Ordinal Inscriptions Crushing Crypto Networks
For the uninitiated, Ordinal Inscriptions are a type of digital asset on the blockchain network. While comparable to NFTs, these started with being engraved onto individual satoshis (SATS), the smallest units of Bitcoin (BTC).
However, they didn’t stay limited to the Bitcoin network. According to a recent Bloomberg report, some cryptocurrency enthusiasts began using the same technique to create NFTs on various blockchains.
This sudden spike in ordinal inscriptions increased the load on blockchain networks, causing problems.
For example, the volume of transactions with inscriptions surged significantly on the Solana network. According to reports, users created over 287,000 new inscriptions daily. This spike resulted in transactions valued at over $1 million.
Avalanche, meanwhile, recorded over $5.6 million in gas costs associated with ordinal inscriptions in a single day. This sudden surge in activity caused several blockchains to experience outages. Among those impacted were Avalanche, Cronos, zkSync, and The Open Network.
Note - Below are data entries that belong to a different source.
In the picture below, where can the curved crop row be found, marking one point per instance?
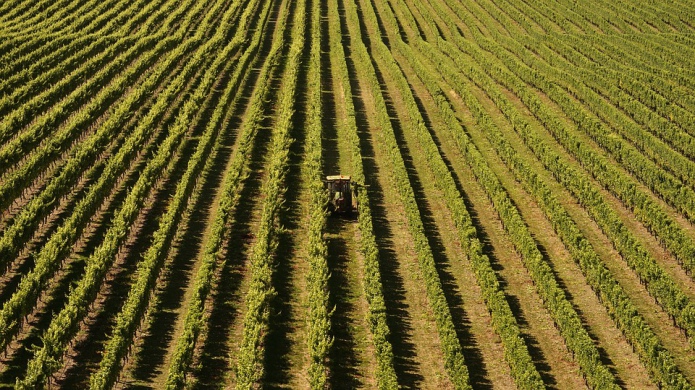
(38, 207)
(135, 305)
(183, 352)
(568, 321)
(319, 334)
(373, 287)
(66, 323)
(619, 306)
(261, 291)
(453, 354)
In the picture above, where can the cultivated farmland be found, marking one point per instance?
(525, 178)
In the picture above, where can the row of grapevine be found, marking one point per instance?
(319, 334)
(652, 90)
(68, 88)
(235, 175)
(662, 183)
(617, 302)
(135, 305)
(373, 287)
(33, 73)
(454, 361)
(566, 318)
(656, 219)
(646, 210)
(86, 152)
(659, 284)
(261, 291)
(65, 324)
(663, 136)
(49, 258)
(568, 321)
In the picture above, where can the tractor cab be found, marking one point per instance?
(341, 196)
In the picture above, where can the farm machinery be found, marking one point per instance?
(342, 196)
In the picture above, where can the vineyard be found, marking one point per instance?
(525, 206)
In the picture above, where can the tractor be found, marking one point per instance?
(342, 197)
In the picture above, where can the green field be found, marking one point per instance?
(525, 216)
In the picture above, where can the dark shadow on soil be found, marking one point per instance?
(398, 318)
(278, 359)
(226, 299)
(159, 334)
(471, 351)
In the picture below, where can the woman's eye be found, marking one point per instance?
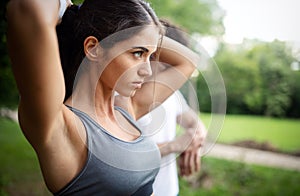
(153, 57)
(138, 54)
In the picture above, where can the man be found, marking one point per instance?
(161, 124)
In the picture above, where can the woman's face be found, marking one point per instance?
(128, 70)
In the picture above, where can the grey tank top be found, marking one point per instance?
(114, 167)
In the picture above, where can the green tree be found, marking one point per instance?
(8, 90)
(201, 16)
(274, 60)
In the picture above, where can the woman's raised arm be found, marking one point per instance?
(34, 53)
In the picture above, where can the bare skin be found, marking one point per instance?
(56, 134)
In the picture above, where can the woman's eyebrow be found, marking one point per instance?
(142, 48)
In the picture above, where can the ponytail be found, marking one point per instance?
(68, 47)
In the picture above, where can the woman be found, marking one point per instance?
(85, 146)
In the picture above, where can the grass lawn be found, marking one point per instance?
(281, 133)
(19, 169)
(20, 173)
(221, 178)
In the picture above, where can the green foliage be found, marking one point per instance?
(8, 90)
(258, 78)
(201, 16)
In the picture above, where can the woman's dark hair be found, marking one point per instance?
(98, 18)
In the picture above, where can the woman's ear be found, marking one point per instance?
(91, 48)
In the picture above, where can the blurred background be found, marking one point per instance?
(256, 46)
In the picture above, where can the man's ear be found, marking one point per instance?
(91, 48)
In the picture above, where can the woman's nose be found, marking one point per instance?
(145, 70)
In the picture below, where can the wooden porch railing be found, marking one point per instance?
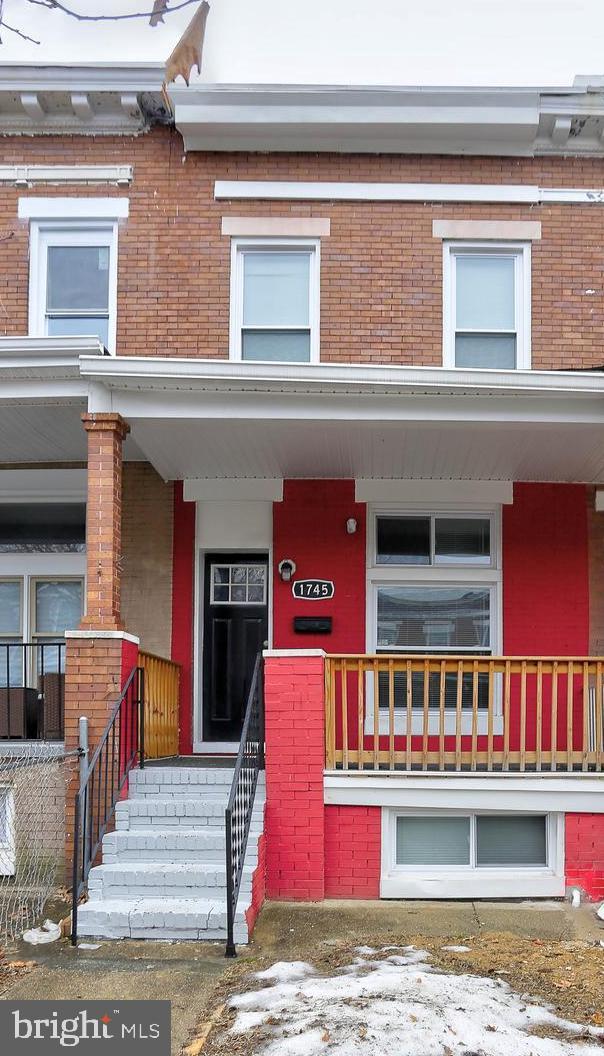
(162, 695)
(465, 713)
Similarly, Arbitrum, a layer two scaling solution for Ethereum, faced an outage thanks to the surge in activity. According to a Dune Analytics dashboard created by Hildobby, over 90% of the activity on the chain was linked to inscriptions.
Blockchains look for solutions.
The reason why inscriptions became popular is the fact that they are relatively cheaper than smart contract transactions. This affordability factor has resulted in their use in spamming transaction networks. Many developers began minting and transferring tokens using ordinal inscriptions, although they offer little utility despite consuming significant network resources.
This was why many Bitcoin supporters initially opposed them, arguing that the network should be kept solely for financial transactions.
To face these challenges, blockchain networks are now having to innovate to curtail the surge in traffic. For example, last week, Cronos activated dynamic transaction fees that change with transaction volume to withstand traffic spikes more effectively.
Meanwhile, others have welcomed Ordinal Inscriptions. With the next Bitcoin halving event scheduled for April 2024, miners will see a significant cut in their earnings.
The transaction surge through inscriptions on SATS will help miners get earnings for transaction confirmations. For the smooth functioning of the Bitcoin network, it is essential to keep miners incentivized to continue running nods. Perhaps ordinary inscriptions are the answer, even if it comes at a cost.